J'ai aussi demandé au chatbot de creuser la question de la coprolalie, ce surgissement brutal de paroles crues, sur lequel les gens se focalisent avec ce syndrome :
« Kopros (κόπρος) : excrément, fumier. Lalia (λαλιά) : parole, discours. Littéralement : « parole d’excrément », ou plus sobrement : « parole sale ». Ça met en scène le rejet, le déchet, ce qui doit rester hors champ — autrement dit : le refoulé à l’état brut, mais mis en bouche. »
Bref. Stress, tensions internes, impulsions irrépressibles... C'est surtout ça que je vivais moi, au fond. Mais tout ça ne datait pas d'hier — enfin pas de mon enfance a priori. C'était plutôt aujourd'hui, face à un grand groupe. Avec le besoin de réaliser une performance alors. Oui, je voulais donner le goût de ce qui se trame dans les coulisses de la psyché. Le goût de l'inconscient. À tout prix.
Et, pour ça, j'intervenais sur une fréquence particulière de l'inconscient justement : le trait d'esprit. « Der Witz » disait Freud. Condensations, déplacements, métaphores inédites, c'est comme dans nos rêves, la nuit. Au beau milieu de nos conflits intimes, empêtrés dans nos désirs et nos tabous.
Et j'ai pas mal grenouillé aussi dans le texte de Freud « Le trait d'esprit et sa relation avec l'inconscient ». Décharge pulsionnelle déguisée. Transgression. Bonus de plaisir plus ou moins partagé. Etc. Tout ça peut sembler théorique, mais ce détour m'a soudain replongé dans mon enfance.
En fait, cette manière de dire, d'épingler, de balancer des « crapauds » parfois, c'était bien ça en famille. Mais à l'envers en quelque sorte. Oui, une composante de la langue maternelle. Ça faisait partie des us et coutumes du milieu. Je ne crois pas que j'étais la cible directe des piques qui fusaient sans crier gare et sur le vif. C'était plutôt ma sœur et mes frères, dans mon souvenir. J'étais juste le témoin de tout ça, mais ça revient au même au fond. Oui, par le jeu des identifications. Ultra-sensible aux piques. D'un côté comme de l'autre, piqué et piqueur.
Encore un mot. J'ai repensé au syndrome de La Tourette. Certes c'est cru, ça claque, mais avec les images, les punchlines, les hooks, il y a dans ma manière de dire, une forme de poésie quand même. Et aussi un rythme. En fait, pour moi, ça sonne comme du rap plutôt qu'une maladie.
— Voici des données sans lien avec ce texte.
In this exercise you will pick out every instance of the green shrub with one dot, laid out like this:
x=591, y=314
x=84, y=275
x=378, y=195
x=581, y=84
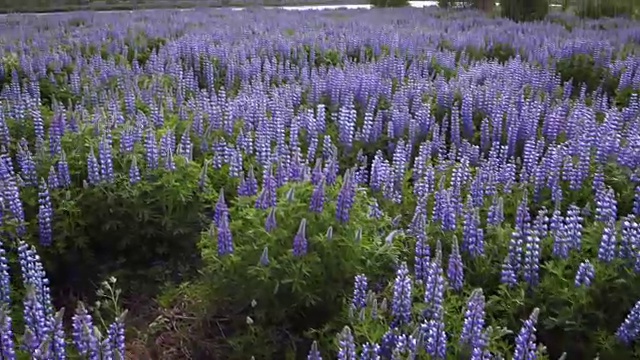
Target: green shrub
x=272, y=311
x=613, y=8
x=524, y=10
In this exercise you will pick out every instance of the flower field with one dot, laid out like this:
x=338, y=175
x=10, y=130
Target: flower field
x=348, y=184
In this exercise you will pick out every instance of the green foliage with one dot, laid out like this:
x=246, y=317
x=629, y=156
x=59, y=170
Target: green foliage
x=524, y=10
x=272, y=310
x=582, y=69
x=613, y=8
x=576, y=320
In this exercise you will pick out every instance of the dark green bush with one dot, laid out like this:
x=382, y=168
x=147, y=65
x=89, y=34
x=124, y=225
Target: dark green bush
x=524, y=10
x=613, y=8
x=273, y=311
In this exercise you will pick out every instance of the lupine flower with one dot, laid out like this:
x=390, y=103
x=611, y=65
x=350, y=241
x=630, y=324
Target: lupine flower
x=7, y=346
x=93, y=169
x=370, y=352
x=434, y=288
x=114, y=344
x=58, y=343
x=630, y=329
x=264, y=258
x=405, y=347
x=422, y=259
x=474, y=319
x=134, y=172
x=271, y=222
x=508, y=274
x=225, y=240
x=586, y=273
x=64, y=176
x=359, y=300
x=526, y=347
x=317, y=198
x=85, y=336
x=300, y=243
x=45, y=215
x=455, y=270
x=531, y=262
x=221, y=210
x=106, y=161
x=636, y=202
x=402, y=298
x=5, y=278
x=346, y=198
x=434, y=338
x=314, y=353
x=387, y=344
x=346, y=345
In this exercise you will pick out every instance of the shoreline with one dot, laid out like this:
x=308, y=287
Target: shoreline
x=177, y=6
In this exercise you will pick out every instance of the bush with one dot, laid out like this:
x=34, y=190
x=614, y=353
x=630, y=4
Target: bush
x=597, y=9
x=271, y=310
x=524, y=10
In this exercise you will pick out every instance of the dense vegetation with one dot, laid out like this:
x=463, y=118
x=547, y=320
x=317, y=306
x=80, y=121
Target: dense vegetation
x=395, y=184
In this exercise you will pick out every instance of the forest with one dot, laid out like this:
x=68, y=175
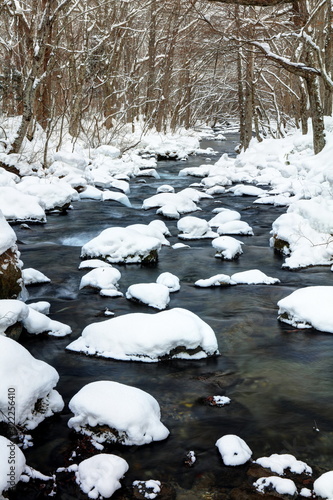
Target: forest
x=90, y=68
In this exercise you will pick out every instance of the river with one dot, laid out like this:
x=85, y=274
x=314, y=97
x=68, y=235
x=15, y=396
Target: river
x=279, y=380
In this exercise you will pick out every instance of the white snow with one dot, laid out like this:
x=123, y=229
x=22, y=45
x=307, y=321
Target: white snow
x=33, y=276
x=11, y=311
x=19, y=207
x=149, y=337
x=37, y=322
x=323, y=486
x=152, y=294
x=280, y=485
x=193, y=228
x=308, y=307
x=132, y=415
x=101, y=277
x=281, y=463
x=99, y=476
x=117, y=244
x=12, y=464
x=223, y=216
x=233, y=449
x=216, y=280
x=33, y=381
x=7, y=235
x=235, y=227
x=253, y=277
x=227, y=247
x=169, y=280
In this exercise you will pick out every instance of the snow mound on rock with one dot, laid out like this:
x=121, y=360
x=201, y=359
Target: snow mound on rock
x=176, y=333
x=132, y=416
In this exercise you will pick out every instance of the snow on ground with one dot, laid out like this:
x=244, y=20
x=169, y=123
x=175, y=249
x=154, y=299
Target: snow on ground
x=33, y=381
x=122, y=245
x=98, y=476
x=131, y=415
x=33, y=277
x=281, y=463
x=227, y=247
x=216, y=280
x=233, y=449
x=323, y=486
x=193, y=228
x=7, y=235
x=101, y=278
x=169, y=280
x=152, y=294
x=176, y=333
x=308, y=307
x=253, y=277
x=12, y=464
x=280, y=485
x=235, y=227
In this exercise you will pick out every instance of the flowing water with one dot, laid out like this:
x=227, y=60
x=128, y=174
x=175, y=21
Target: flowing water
x=279, y=379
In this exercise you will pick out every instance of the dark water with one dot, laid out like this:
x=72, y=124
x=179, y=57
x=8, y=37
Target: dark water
x=279, y=380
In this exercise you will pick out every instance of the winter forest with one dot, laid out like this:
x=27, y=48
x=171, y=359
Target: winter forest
x=166, y=249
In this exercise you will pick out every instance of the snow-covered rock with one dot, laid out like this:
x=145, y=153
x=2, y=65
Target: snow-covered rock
x=19, y=207
x=101, y=277
x=169, y=280
x=281, y=463
x=176, y=333
x=253, y=277
x=233, y=449
x=98, y=476
x=114, y=412
x=33, y=382
x=227, y=247
x=216, y=280
x=122, y=245
x=235, y=227
x=193, y=228
x=223, y=216
x=280, y=485
x=33, y=277
x=12, y=464
x=323, y=486
x=308, y=307
x=152, y=294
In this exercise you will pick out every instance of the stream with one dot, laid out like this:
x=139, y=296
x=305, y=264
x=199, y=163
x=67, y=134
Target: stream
x=279, y=379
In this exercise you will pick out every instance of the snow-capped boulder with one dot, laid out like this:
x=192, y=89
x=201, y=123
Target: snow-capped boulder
x=253, y=277
x=113, y=412
x=12, y=464
x=33, y=382
x=101, y=277
x=281, y=463
x=308, y=307
x=227, y=247
x=19, y=207
x=169, y=280
x=176, y=333
x=233, y=449
x=33, y=277
x=11, y=283
x=122, y=245
x=152, y=294
x=323, y=486
x=216, y=280
x=235, y=227
x=224, y=215
x=98, y=476
x=280, y=485
x=192, y=228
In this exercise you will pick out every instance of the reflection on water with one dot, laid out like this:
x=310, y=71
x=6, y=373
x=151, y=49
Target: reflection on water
x=279, y=380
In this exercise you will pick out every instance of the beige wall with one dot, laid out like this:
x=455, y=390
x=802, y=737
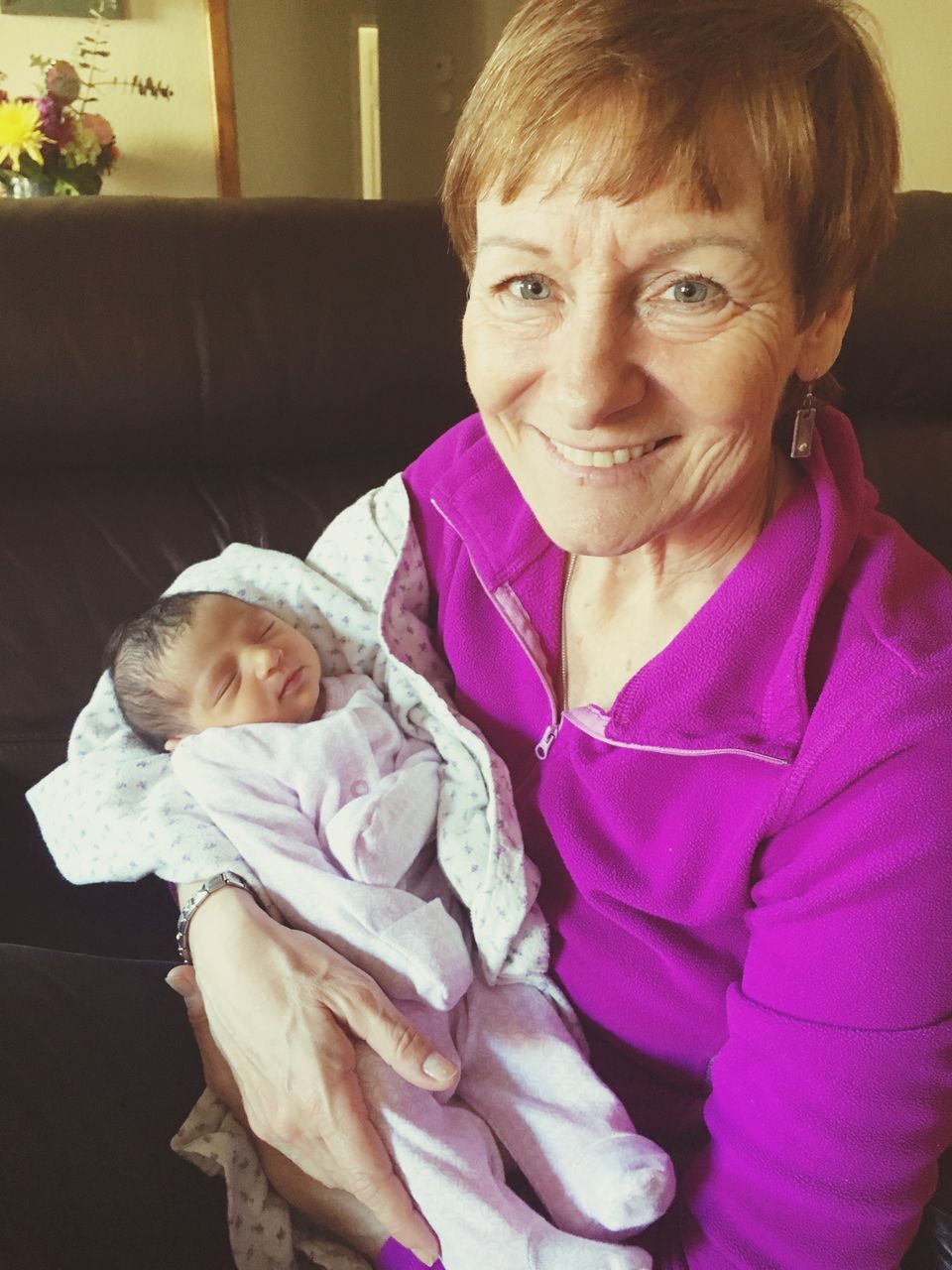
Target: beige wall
x=293, y=90
x=167, y=148
x=916, y=37
x=295, y=85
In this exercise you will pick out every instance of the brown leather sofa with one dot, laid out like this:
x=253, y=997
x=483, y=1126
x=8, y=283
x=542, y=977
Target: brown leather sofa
x=176, y=375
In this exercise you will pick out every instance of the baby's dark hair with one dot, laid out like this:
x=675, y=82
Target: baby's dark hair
x=149, y=702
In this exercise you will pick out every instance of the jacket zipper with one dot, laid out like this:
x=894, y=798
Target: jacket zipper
x=547, y=739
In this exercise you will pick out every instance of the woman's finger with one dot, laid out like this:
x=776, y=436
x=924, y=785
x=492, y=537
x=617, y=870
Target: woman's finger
x=370, y=1015
x=217, y=1075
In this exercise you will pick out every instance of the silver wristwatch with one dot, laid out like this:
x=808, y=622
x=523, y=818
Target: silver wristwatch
x=204, y=890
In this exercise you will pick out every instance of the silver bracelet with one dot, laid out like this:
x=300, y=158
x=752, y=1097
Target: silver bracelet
x=204, y=890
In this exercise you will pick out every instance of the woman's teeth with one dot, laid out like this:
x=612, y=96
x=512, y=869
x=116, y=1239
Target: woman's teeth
x=603, y=457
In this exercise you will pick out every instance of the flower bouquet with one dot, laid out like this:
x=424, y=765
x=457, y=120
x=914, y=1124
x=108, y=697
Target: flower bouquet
x=54, y=144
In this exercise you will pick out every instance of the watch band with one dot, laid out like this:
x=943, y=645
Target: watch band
x=200, y=896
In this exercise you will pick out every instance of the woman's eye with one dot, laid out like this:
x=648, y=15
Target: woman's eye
x=693, y=291
x=530, y=289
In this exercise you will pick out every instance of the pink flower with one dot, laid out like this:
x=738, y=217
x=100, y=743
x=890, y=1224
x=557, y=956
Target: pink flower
x=100, y=128
x=58, y=127
x=62, y=81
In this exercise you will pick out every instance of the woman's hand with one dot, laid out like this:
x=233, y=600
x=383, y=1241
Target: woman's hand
x=280, y=1006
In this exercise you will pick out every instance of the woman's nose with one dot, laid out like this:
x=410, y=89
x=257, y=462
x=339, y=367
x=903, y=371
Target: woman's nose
x=597, y=370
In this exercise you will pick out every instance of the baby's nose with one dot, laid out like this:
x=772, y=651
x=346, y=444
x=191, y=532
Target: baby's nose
x=264, y=659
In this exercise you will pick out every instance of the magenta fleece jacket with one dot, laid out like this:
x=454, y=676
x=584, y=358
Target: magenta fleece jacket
x=747, y=864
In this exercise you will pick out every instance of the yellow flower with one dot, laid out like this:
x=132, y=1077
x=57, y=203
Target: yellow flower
x=19, y=132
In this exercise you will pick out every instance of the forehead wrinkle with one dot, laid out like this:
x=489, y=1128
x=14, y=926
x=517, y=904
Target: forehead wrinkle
x=513, y=243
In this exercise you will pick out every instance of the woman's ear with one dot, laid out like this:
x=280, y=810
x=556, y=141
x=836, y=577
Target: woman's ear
x=824, y=339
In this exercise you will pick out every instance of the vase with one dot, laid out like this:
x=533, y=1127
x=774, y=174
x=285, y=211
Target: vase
x=27, y=187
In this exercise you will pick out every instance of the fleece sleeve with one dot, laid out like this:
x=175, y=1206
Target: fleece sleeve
x=832, y=1097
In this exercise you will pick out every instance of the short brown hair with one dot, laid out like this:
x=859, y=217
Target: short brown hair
x=803, y=77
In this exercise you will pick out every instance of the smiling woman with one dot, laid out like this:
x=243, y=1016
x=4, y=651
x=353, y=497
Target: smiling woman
x=719, y=681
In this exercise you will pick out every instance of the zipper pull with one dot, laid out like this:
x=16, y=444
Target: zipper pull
x=546, y=742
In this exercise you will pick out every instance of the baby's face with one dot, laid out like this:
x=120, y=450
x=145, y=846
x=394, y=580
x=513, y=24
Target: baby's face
x=238, y=663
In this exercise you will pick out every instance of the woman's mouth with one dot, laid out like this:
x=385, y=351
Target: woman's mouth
x=604, y=457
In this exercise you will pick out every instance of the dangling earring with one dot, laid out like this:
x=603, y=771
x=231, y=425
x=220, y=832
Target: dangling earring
x=803, y=426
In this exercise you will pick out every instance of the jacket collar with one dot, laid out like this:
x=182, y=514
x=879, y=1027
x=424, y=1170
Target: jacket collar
x=735, y=677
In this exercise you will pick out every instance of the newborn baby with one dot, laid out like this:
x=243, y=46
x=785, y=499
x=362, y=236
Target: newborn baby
x=335, y=812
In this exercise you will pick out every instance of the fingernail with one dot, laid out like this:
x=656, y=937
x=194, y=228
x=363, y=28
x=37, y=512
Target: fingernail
x=438, y=1069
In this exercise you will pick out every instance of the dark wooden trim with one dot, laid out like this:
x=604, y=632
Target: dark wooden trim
x=223, y=90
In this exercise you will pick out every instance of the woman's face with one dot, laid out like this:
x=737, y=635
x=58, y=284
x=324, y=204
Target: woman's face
x=629, y=359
Mais c'est vrai qu'à haute dose ça fini par saturer cette fréquence-là. Et je ne sais pas trop si les coachs aiment le rap ?
Bref. Je vais retourner « grenouiller » dans mes souvenirs, dans les eaux troubles de mon théâtre intime et familial. Là où il y a pas mal de crapauds.
***
Cette journée, c'était pour un Diplôme Universitaire de coaching d'entreprise — la dernière séquence d'un parcours d'initiation à la psycho-dynamique en coaching : jeux de transfert, pulsions & défenses, désirs et ratés en séance.
Et la photo, là, c'est dans la mare d'ici. J'ai dû pas mal me pencher pour ce cliché-là.